Our thesis is simple, we believe the best way to gain exposure to the cultural paradigm shift being ushered in by NFTs is owning the top pieces from the most desired sets.
— VincentVanDough (@Vince_Van_Dough) August 30, 2021
Over the past year, Starry Night Capital spent $21 million to acquire 457 virtual assets. But based on recent estimates prepared by DappRadar using on-chain data, the holdings transferred to the AEB785 wallet now have an estimated net worth of just $3.89 million.
According to CoinMetrics researcher, Kyle Waters, Starry Night Capital’s collection at one point accounted for 10% of the total volume on SuperRare, the sixth largest NFT platform by market cap.
“The new wallet seems to have some linkage to other 3AC wallets,” Waters wrote on Twitter, adding that “it’s unclear so far what’s going on (at worst case, gearing up for some sort of liquidation/OTC [Over the Counter] block trade of NFTs?”
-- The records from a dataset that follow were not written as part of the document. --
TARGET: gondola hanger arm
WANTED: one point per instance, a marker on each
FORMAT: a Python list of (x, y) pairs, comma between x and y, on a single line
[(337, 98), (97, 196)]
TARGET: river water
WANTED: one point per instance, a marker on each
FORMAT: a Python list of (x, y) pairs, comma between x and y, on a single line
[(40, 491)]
1/ Over the last 24h Three Arrows Capital-backed NFT fund @StarryNight_Cap has moved its entire collection on SuperRare totaling 70 works which it has spent >$21M on since last August. pic.twitter.com/rNZVJ0li8I
— Kyle Waters (@kylewaters_) June 15, 2022
In an ominous move, the sole institutional backer of Starry Night’s holdings, the UK-based KR1 fund, has written off their investment entirely. KR1 bought $5 million of “Class Starry Night Shares” in the British Virgin Islands-registered Three Arrows Fund Ltd, although it is unclear if such a company actually exists, CoinDesk reported. Those shares were 100% impaired according to a recent earnings statement issued by KR1.
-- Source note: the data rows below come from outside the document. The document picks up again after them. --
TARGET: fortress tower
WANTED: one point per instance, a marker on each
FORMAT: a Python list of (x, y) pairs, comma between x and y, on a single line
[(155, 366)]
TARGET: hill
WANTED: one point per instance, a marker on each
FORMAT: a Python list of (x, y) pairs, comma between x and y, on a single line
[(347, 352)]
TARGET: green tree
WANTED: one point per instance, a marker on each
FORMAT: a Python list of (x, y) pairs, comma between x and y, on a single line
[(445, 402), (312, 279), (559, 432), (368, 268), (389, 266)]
If Starry Night’s NFT collection were to be sold off today, when crypto art prices have cratered, the vast majority of the works would make considerably less than what they were acquired for.
In addition to freezing the fund’s assets, creditors are asking the court to compel the founders to list the fund’s assets, including the wallets it controls, bank accounts, cash and digital assets, as well as any derivatives contracts, securities, accounts receivable, and company records. Lawyers acting on behalf of creditors said that Zhu and Davies “have not yet begun to cooperate” with liquidation proceedings, according to CoinDesk.
Founded in 2012, 3AC’s downfall seems to stem from Ponzi-esque activity that included borrowing from various lending platforms to payoff the interest on earlier loans. The fund’s downfall has caused ripple effects across the crypto-sphere, with liquidity concerns hitting other companies, including the lending firm Celsius, the cryptocurrency exchange CoinFlex, and the digital asset brokerage Voyager Digital, all of which had dealings with 3AC.